Constant social media contact
Smart phones feel almost like another appendage. Not only are they always near, but we are always gazing into their screens and pressing buttons. We are motivated by the reward (brains love Facebook likes, Twitter, and games like Angry Birds). We are driven to constantly seek the satisfaction we get through social media interaction. But there is a downside…it’s tough to get anything done and productivity suffers.
Break the habit
- Remove the cues—notifications work much like the Pavlovian response in dogs. Once you see or hear a message or tweet it can be challenging not to engage. Try silencing your phone and removing notifications from your computer screen.

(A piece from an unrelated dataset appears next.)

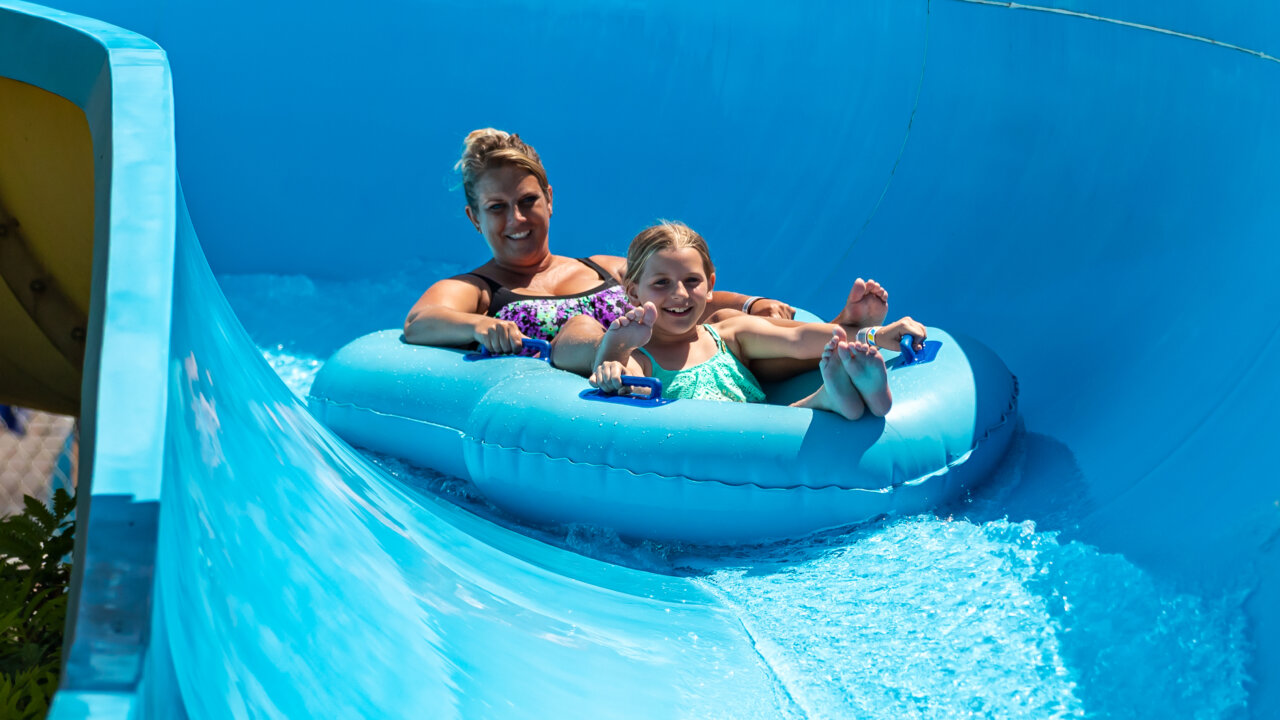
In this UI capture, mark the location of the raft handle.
[462,337,552,363]
[899,334,942,368]
[577,375,675,407]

- Set predetermined times throughout the day to connect with social media.
Afternoon vending machine visit
The vending machine seems to call out to you each day at 3pm. Some days you aren’t particularly hungry or excited about the offerings, but you head for the machine anyway.
Change the habit
- Pause—take a moment to sit with the urge to head to machine. What is the trigger and payoff? In his book The Power of Habit, Charles Duhigg advises changing rather than breaking habits by identifying the cue, routine, and reward or the habit loop. Cues fall into a few general categories such as a particular place or time of day, being around certain people, or experiencing a particular emotion. To change the habit, create a new habit loop. Here how the new habit loop might look like: 3pm (cue), share a laugh with a coworker you enjoy or step outside and feel the breeze (routine), feel lighter and more focused (reward). When the brain begins to connect the routine and reward, you’ll have a new habit. That’s because what fires together wires together.

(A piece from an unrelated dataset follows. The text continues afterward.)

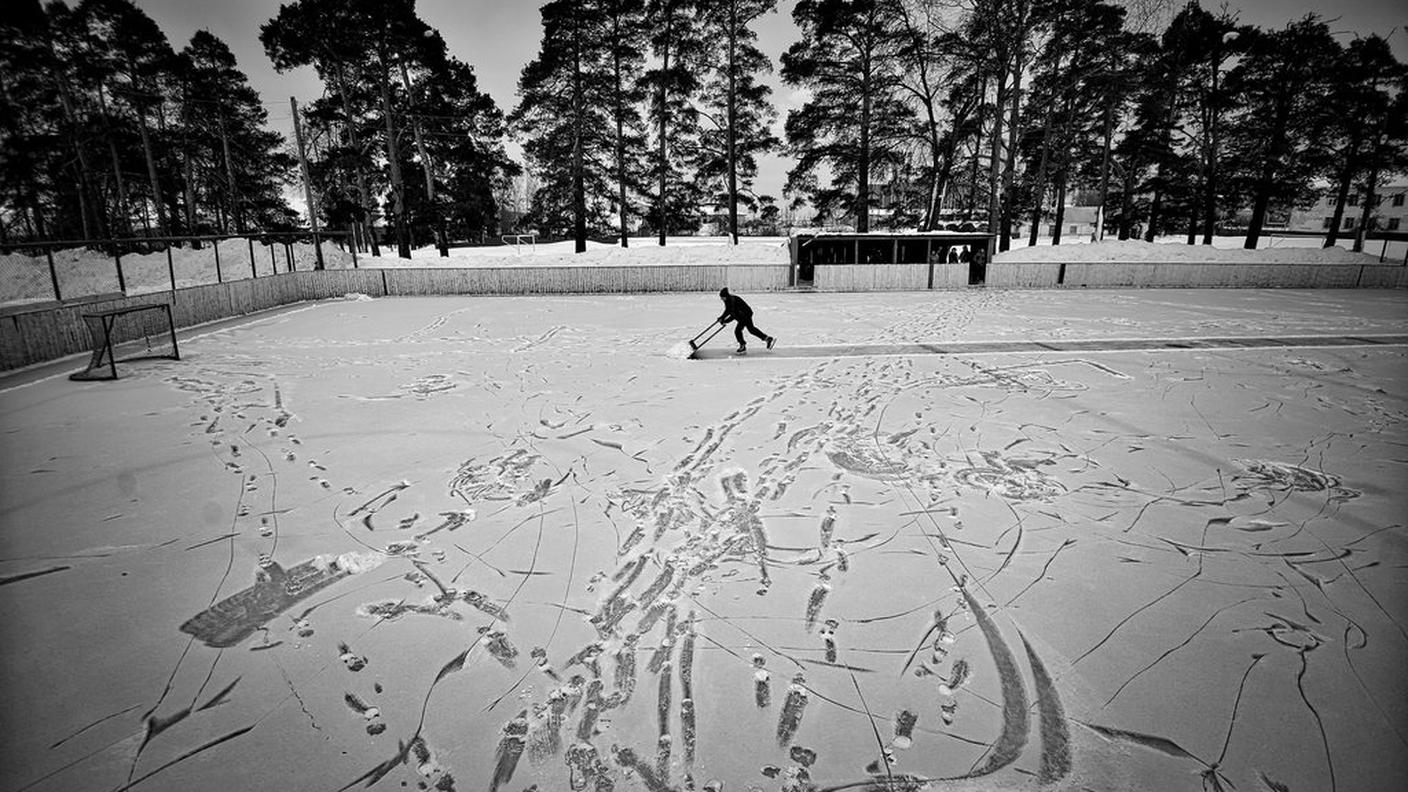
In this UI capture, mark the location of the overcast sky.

According to Bindertek founder Steven J. Schwartz, the average business professional spends about six weeks a year searching for misplaced documents. Disorganization costs time and causes frustration. It is also completely avoidable.
Break the habit
- Invest in appropriate, time-saving supplies. Bindertek has everything you need from binders to desk organizers, file drawers and desk carousels.
- Slow down—sounds counter-intuitive, but sometimes you have to slow down in order to go forward faster. Take a moment to organize your desk in a manner that makes sense for the way you work. Designate a place for everything and take the time to return everything to that place after use.
It takes time to break or change an old habit, so don’t be discouraged. Pat yourself on the back when you do well and encourage yourself when you don’t. Keep trying with different rewards and soon your brain will develop new neural pathways the make your new behavior…a habit.